Image showed a train with grey body, orange-gold livery, rounded nose reminiscent of Japan’s Shinkansen, gliding along an elevated viaduct
A framed image at Gate 4 of the Ministry of Railways building in New Delhi on Monday showed a sleek, aerodynamic train — grey body, orange and gold livery, a rounded nose reminiscent of Japan’s Shinkansen — gliding along an elevated viaduct through a green landscape. It appeared the government had put a face to its most ambitious infrastructure project.
But a picture, possibly a rendering, at a ministry gate is not the actual bullet train.
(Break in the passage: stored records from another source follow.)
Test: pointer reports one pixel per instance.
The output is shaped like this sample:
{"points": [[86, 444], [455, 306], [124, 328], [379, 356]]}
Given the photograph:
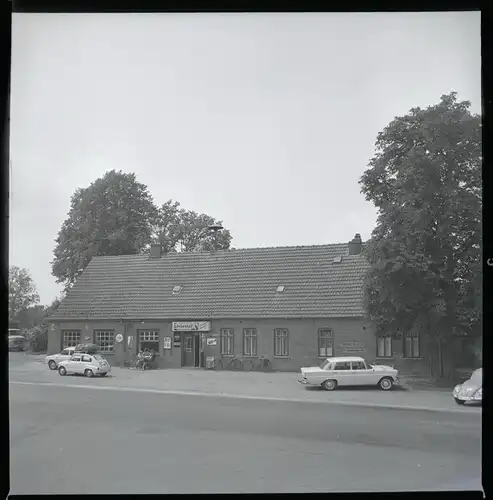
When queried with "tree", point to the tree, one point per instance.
{"points": [[177, 229], [22, 291], [113, 216], [425, 180]]}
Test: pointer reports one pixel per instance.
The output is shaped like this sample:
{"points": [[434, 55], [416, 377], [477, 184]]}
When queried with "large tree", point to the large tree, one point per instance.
{"points": [[425, 180], [113, 216], [183, 230], [22, 292]]}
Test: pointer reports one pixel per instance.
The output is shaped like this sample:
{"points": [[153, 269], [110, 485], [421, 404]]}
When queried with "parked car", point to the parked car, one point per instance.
{"points": [[17, 343], [471, 390], [54, 360], [85, 364], [349, 371]]}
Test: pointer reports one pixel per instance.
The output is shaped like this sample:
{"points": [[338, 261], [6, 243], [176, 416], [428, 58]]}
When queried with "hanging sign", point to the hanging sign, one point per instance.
{"points": [[191, 326]]}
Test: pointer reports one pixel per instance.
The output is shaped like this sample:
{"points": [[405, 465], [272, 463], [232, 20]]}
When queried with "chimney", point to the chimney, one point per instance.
{"points": [[155, 251], [355, 245]]}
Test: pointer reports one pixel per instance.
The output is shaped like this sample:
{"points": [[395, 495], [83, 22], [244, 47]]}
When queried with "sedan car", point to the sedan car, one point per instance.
{"points": [[85, 364], [53, 360], [471, 390], [349, 371]]}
So where does the Mumbai-Ahmedabad High Speed Rail (MAHSR) corridor actually stand, nearly nine years after Prime Minister Narendra Modi laid its foundation stone?
What numbers say
The most authoritative recent snapshot comes from Union railway minister Ashwini Vaishnaw, whoshared construction figures as on May 4:
According to details by the minister via social media, 349 km of viaduct — the raised, bridge-like elevated structure that carries 90% of the corridor above roads, rivers and existing rail lines — has been completed along the 508-km route, along with 443 km of piers, the supporting pillars that hold the viaduct up.
Over 7,700 OHE (overhead equipment) masts, the electric poles carrying the wires that will power the trains, have been installed across 179 km of the mainline.
More than 5.7 lakh noise barriers have gone up along 288 km of the stretch, and 374 track-kilometers of track bed base construction has been completed (covering roughly 187 route kilometres), with the laying progressing incrementally.
And in Maharashtra, where construction has lagged earlier due to land acquisition constraints, 5 km of the critical 21-km tunnel between Bandra-Kurla Complex (BKC) in Mumbai and Shilphata has been excavated.
The National High Speed Rail Corporation Limited (NHSRCL), the government body executing the project, said in a February 2026 Lok Sabha reply that all 1,389.5 hectares of land required has been acquired; all statutory clearances obtained.
Speed of execution has picked up
Vaishnaw said in early May that India is now laying 15 km of high-speed rail track every month on the bullet-train corridor. Construction speed, he said, had been scaled up from an initially estimated 2 km per month. He credited IITs, industry partners and railway engineers. He said comparable projects globally have averaged just 0.5 km per month.
That trajectory would mark a significant departure from the project’s troubled early years, when land disputes in Maharashtra, political resistance, and the Covid pandemic combined to push back timelines. The original target had been August 2022.